Let us try to imagine militants of such an organization in a revolutionary situation as described by classical theory, a situation realized by the initiative of millions, who create a democracy on their own, in their own way. Let us try to imagine if such a situation might contain elements that prevent revolutionary leaders from laying hold of the State apparatus, from setting it in motion, and from retaining it until the triumph of the world socialist revolution.

We might follow the activities of such an organization's rank and file militants in a situation where the old regime has definitively collapsed. Streets, schools, railway stations and public buildings are filled with constant motion and with the excitement that the old order has passed and a new day is about to start. For the militants of the revolutionary organization, the revolution has begun.
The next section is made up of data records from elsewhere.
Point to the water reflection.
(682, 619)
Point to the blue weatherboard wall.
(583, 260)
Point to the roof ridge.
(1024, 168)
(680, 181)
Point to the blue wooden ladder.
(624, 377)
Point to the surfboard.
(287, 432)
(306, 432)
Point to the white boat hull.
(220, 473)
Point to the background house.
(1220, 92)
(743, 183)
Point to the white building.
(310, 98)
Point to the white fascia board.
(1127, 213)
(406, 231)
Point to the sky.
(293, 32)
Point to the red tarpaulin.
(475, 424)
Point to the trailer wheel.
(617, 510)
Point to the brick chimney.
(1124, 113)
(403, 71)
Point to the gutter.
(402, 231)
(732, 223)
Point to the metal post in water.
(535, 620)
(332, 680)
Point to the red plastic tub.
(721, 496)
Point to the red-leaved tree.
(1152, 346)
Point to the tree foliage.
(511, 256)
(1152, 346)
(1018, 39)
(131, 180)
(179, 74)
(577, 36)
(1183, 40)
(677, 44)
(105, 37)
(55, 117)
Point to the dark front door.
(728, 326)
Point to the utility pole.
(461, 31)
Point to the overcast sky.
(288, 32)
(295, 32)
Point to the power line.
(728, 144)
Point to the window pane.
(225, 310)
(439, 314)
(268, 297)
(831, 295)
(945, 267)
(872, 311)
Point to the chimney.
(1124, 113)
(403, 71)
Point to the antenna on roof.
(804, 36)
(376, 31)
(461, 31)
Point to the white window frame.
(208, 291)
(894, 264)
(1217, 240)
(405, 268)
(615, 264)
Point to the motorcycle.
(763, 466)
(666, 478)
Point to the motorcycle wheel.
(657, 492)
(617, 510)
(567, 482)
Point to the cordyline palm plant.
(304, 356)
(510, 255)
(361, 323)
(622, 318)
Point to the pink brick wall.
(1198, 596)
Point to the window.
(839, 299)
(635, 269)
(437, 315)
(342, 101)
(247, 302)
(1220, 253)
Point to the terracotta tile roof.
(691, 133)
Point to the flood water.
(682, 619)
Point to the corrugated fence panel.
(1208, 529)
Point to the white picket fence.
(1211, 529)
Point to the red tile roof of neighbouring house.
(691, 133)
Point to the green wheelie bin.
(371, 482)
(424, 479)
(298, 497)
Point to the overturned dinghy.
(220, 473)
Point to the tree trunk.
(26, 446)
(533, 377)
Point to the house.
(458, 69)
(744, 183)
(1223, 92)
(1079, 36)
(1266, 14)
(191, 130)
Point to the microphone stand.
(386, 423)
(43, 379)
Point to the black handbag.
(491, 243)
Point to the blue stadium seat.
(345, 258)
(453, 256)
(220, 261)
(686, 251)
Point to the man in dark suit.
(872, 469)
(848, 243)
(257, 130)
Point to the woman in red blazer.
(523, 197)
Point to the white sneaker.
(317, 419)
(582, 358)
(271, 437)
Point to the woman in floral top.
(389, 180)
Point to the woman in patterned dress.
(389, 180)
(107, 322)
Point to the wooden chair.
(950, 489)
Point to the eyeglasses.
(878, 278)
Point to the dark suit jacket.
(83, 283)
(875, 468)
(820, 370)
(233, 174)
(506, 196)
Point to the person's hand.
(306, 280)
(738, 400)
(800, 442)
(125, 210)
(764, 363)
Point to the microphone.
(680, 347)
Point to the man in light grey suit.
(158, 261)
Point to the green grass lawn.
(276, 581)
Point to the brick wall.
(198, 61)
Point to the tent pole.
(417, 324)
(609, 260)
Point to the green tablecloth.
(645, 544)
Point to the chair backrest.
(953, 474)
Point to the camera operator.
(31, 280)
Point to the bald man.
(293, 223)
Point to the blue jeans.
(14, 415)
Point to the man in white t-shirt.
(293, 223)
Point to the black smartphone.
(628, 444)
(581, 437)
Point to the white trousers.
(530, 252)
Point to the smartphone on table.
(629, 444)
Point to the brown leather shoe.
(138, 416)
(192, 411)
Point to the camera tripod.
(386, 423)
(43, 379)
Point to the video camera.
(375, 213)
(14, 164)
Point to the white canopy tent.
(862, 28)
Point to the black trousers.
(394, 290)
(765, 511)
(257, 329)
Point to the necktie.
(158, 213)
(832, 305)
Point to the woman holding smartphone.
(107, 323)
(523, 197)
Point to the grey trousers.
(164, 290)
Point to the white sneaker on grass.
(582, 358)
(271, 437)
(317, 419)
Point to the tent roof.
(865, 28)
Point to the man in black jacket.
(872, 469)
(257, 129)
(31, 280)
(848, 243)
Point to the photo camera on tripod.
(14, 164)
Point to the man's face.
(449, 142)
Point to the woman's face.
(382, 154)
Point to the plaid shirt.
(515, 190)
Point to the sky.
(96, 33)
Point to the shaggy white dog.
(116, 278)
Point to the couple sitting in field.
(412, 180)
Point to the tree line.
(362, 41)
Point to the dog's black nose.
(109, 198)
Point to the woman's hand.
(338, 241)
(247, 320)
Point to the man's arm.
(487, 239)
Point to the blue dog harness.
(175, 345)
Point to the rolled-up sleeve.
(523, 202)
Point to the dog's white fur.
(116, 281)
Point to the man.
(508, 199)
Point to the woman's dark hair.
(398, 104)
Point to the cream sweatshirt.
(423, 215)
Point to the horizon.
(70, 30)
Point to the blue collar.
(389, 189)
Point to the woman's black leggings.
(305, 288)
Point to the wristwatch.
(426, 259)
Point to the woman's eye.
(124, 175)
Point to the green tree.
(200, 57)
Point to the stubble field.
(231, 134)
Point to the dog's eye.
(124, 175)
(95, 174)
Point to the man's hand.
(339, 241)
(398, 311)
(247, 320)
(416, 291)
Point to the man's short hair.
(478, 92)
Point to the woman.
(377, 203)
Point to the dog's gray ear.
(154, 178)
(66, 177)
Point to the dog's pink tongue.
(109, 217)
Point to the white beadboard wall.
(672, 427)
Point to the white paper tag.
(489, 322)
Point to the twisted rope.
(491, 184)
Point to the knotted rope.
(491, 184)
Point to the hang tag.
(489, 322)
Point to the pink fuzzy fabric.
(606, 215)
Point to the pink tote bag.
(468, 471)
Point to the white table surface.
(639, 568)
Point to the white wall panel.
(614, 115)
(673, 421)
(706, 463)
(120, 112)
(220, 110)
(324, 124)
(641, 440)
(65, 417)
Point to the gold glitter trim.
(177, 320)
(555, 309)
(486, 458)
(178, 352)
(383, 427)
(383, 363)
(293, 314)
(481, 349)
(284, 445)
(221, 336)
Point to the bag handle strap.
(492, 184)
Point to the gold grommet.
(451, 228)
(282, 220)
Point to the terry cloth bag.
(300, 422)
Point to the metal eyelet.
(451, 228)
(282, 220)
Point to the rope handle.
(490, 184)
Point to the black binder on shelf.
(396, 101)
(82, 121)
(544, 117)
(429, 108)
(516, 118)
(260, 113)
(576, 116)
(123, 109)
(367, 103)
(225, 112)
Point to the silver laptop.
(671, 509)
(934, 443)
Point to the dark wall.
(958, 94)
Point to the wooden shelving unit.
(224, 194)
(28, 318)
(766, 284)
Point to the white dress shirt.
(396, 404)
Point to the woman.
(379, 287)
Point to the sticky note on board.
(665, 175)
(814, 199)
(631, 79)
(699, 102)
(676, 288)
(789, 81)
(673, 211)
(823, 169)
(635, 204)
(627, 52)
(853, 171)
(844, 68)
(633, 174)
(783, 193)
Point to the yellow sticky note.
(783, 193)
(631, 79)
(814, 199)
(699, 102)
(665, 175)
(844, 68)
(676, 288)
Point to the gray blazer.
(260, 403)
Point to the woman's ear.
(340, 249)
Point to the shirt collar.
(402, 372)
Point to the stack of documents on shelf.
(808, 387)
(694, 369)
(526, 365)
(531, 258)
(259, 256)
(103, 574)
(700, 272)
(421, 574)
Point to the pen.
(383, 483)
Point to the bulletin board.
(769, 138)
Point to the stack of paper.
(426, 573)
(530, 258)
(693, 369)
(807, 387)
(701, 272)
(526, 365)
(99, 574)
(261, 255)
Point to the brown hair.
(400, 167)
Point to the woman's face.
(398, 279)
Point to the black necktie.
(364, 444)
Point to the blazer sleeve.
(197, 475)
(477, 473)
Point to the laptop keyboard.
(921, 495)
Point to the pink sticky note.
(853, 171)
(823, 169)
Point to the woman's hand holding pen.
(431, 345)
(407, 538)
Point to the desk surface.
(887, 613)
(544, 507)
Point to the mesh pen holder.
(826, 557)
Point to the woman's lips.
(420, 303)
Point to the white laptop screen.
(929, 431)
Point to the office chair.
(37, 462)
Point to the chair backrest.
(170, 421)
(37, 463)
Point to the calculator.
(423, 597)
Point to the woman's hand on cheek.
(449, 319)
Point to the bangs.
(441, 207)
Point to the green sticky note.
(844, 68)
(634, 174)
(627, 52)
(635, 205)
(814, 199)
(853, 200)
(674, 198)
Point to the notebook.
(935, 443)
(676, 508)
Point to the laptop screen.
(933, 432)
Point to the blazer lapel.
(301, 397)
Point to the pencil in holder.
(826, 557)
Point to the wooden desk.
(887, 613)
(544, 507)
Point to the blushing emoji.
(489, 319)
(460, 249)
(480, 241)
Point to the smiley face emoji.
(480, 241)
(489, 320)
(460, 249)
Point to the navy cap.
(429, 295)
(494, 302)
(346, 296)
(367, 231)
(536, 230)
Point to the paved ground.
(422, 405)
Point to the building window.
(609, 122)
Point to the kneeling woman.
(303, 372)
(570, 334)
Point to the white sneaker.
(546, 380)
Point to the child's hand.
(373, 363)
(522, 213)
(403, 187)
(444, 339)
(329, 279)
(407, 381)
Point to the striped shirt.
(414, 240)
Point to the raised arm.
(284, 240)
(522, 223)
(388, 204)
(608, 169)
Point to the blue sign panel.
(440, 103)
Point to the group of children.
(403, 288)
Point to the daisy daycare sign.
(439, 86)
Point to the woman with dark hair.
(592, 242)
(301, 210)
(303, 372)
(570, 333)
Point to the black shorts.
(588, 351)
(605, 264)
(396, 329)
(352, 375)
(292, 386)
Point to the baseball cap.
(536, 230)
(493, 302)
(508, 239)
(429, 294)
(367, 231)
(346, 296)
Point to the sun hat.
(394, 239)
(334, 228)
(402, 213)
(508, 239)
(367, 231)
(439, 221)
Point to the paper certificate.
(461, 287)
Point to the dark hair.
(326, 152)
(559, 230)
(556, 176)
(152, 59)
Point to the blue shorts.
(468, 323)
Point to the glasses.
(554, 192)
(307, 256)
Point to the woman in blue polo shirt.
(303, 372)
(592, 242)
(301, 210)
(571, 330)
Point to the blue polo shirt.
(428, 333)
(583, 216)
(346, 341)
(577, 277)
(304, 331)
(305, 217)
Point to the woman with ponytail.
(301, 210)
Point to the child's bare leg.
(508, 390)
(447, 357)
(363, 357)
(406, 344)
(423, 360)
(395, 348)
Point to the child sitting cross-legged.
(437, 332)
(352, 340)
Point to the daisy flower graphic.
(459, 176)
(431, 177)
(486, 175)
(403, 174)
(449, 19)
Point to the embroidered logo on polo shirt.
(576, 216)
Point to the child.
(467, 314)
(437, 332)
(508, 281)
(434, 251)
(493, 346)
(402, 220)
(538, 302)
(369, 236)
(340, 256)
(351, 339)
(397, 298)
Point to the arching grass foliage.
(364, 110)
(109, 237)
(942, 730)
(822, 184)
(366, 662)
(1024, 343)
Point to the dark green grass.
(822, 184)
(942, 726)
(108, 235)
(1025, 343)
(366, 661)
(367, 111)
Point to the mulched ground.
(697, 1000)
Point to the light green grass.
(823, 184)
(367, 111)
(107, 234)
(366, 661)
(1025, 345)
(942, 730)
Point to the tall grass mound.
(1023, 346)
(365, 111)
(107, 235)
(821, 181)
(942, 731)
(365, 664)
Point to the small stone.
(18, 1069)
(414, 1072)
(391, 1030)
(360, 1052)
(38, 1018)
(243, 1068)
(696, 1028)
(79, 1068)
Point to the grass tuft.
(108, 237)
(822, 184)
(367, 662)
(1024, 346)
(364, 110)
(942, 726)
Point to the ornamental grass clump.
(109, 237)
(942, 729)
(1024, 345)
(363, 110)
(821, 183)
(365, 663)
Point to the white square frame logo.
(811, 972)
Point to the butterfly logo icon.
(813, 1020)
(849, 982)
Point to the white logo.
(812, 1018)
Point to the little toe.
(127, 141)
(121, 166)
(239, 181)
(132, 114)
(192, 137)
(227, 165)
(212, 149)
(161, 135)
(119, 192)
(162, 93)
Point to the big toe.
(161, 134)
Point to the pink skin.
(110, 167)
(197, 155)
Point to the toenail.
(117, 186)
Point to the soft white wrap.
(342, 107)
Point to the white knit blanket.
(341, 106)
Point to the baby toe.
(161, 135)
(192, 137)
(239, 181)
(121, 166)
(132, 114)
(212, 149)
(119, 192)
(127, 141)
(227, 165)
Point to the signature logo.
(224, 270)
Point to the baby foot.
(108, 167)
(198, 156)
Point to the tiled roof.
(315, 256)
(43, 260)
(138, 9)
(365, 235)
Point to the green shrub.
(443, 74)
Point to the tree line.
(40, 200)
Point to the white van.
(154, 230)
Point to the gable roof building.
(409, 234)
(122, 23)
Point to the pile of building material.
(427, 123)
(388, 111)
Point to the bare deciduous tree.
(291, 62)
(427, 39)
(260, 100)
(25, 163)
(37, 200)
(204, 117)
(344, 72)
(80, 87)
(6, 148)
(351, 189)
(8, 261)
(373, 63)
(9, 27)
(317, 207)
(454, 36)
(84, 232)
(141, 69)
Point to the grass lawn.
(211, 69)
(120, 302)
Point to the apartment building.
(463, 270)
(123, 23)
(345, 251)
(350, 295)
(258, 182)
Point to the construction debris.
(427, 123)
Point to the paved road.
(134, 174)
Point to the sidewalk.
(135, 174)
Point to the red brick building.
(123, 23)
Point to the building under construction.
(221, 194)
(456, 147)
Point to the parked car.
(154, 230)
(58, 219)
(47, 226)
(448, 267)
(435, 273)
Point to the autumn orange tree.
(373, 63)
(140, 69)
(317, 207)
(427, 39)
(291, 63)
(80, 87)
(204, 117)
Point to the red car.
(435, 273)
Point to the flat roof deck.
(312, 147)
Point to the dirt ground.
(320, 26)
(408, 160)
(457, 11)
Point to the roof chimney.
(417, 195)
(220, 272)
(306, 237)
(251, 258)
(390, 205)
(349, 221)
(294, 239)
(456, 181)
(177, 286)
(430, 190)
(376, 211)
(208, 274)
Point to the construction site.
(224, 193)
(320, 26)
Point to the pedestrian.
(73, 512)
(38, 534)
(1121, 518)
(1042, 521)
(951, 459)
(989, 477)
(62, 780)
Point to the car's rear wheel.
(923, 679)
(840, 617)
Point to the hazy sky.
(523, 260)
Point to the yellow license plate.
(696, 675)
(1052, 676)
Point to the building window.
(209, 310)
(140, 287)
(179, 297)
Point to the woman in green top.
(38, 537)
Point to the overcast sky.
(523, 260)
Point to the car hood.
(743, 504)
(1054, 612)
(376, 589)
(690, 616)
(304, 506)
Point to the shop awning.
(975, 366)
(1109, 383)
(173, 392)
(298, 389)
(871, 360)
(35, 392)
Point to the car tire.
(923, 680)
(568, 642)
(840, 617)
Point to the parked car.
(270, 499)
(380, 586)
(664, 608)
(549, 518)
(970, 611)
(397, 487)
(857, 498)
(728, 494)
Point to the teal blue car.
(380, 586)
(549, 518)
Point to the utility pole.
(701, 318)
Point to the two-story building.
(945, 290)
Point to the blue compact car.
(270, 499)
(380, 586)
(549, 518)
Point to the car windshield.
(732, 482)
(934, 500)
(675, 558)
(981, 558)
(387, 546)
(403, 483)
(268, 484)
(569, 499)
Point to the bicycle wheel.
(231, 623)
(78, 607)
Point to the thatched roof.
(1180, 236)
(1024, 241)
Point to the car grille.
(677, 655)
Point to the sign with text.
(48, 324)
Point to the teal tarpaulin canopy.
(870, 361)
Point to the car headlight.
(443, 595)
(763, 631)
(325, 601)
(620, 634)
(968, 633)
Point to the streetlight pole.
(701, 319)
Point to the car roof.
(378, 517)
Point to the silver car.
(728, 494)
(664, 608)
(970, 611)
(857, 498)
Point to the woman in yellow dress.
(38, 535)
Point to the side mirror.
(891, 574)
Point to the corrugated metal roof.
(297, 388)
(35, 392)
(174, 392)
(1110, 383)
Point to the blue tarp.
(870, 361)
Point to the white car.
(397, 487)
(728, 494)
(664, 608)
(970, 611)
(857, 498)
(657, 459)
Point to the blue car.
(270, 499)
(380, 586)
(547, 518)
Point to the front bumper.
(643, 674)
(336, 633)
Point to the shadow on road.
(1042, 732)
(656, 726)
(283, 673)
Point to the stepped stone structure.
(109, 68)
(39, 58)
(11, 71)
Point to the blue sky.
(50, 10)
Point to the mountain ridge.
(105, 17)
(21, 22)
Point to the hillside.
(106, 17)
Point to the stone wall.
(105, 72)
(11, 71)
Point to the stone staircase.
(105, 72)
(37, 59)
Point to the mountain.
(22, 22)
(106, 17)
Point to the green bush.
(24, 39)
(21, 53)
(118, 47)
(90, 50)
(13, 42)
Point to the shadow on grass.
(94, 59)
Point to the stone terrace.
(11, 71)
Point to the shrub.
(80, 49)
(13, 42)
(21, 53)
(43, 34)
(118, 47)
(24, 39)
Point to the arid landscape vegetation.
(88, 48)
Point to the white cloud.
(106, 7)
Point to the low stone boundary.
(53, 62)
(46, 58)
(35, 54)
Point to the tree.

We might try to imagine the feelings of a long-time member of the revolutionary organization as she runs toward a large group of excited people in a crowded railway station. This militant might have been a member of the organization during the dismal days when the majority of the people she spoke to, including her family and her closest non-organization friends, considered her a sectarian, a true believer, even a crackpot. She had nowhere been held in high esteem, or even taken seriously, except by other members of the organization. She had been jailed for addressing crowds at public meetings; the police had raided her apartment searching for radical literature. As she runs toward the group gathered around a newly pasted wallposter, she is in a state of near euphoria as she reflects that all the 'extremist' slogans of former days have become realities.